SAC in PyTorch: clean reimplementation, fixed hyperparameters
A readable PyTorch port of Soft Actor-Critic that benchmarks against D4PG on DM Control Suite without tuning per-task.

What it does
Implements Soft Actor-Critic (SAC), an off-policy reinforcement learning algorithm for continuous control. Trains agents on DeepMind Control Suite tasks like cheetah_run via a single CLI command, then spits out TensorBoard logs and eval videos to an exp folder.
The interesting bit
The authors ran SAC against D4PG across the full DM Control Suite using one fixed hyperparameter set — no per-task tuning, which is where RL code often hides its cheating.
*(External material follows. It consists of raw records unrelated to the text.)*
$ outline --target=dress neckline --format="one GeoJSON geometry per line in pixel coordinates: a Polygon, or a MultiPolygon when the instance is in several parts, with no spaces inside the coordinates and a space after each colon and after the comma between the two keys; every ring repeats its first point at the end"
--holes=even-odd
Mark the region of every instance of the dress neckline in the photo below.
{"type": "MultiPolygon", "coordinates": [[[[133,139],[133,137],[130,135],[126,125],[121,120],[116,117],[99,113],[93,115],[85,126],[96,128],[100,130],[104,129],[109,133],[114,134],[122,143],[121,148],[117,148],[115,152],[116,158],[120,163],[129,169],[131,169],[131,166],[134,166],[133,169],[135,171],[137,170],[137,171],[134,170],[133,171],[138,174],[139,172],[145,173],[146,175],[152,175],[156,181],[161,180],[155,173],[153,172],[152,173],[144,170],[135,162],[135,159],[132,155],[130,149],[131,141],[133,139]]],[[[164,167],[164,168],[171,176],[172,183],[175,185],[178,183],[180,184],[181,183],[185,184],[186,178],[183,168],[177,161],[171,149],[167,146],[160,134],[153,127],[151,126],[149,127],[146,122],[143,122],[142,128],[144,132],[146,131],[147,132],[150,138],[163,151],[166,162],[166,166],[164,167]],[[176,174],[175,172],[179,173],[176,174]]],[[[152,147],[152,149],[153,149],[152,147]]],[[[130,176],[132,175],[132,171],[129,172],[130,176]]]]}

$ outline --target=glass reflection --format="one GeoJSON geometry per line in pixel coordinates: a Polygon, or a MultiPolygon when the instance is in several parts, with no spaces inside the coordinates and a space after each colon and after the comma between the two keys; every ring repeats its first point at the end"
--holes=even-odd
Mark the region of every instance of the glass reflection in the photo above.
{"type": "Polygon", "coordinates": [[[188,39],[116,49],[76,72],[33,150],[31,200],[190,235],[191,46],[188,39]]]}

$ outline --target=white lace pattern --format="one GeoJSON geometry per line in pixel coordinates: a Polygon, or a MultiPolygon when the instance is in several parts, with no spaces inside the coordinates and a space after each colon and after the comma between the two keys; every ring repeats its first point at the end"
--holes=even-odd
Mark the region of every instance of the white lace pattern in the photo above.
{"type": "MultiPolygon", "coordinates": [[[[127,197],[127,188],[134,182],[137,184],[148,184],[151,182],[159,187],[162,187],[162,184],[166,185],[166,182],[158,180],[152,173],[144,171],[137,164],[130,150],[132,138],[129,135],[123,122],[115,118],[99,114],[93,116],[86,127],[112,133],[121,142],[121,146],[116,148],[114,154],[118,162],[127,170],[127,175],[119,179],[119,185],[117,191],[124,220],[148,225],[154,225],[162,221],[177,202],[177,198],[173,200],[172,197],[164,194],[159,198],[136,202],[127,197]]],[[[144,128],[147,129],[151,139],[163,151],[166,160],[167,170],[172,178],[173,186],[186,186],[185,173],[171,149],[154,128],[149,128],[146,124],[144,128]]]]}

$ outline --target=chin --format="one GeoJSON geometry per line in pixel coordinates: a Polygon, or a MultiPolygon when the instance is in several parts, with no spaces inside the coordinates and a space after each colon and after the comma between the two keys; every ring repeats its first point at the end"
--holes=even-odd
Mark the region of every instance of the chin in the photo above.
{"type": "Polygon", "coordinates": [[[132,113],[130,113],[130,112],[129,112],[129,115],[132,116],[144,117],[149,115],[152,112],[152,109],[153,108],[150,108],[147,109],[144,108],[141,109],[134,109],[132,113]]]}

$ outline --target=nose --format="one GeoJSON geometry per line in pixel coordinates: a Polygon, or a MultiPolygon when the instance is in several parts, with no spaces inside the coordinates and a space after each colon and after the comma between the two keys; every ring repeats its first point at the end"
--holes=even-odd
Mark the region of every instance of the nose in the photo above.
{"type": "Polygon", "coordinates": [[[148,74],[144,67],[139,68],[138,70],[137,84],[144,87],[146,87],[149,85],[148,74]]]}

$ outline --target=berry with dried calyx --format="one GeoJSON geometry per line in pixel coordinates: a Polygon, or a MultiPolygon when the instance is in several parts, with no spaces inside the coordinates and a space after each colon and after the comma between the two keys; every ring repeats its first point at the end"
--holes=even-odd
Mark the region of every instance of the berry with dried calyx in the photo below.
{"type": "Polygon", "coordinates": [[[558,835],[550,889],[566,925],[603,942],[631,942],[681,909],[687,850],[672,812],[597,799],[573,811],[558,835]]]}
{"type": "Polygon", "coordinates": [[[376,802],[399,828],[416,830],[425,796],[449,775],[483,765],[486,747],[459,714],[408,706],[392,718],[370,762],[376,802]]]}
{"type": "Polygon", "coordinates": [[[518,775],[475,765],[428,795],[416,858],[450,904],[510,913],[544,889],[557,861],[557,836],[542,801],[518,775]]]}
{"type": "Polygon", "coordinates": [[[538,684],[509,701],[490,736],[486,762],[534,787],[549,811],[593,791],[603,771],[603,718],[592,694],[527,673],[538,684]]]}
They plot p95 confidence intervals over 3 seeds, and the README notes D4PG’s numbers come from the original paper at 10⁸ steps (a frank disclosure, not a gotcha).
Key highlights
- Single-command training:
python train.py env=cheetah_run - Benchmarks on DM Control Suite with consistent hyperparameters across all tasks
- Outputs TensorBoard logs, train/eval metrics, and episode videos automatically
- Requires CUDA 9.2 GPU; dependencies managed via conda environment file
- Citable implementation with a BibTeX entry provided
Caveats
- CUDA 9.2 is dated; modern GPUs may need dependency tweaks
- Only 3 seeds for confidence intervals — fine for a reference impl, not a paper claim
Verdict
Grab this if you need a readable, citable SAC baseline in PyTorch with sensible defaults. Skip if you need distributed training, newer CUDA, or Atari/discrete action spaces — this is DM Control Suite territory only.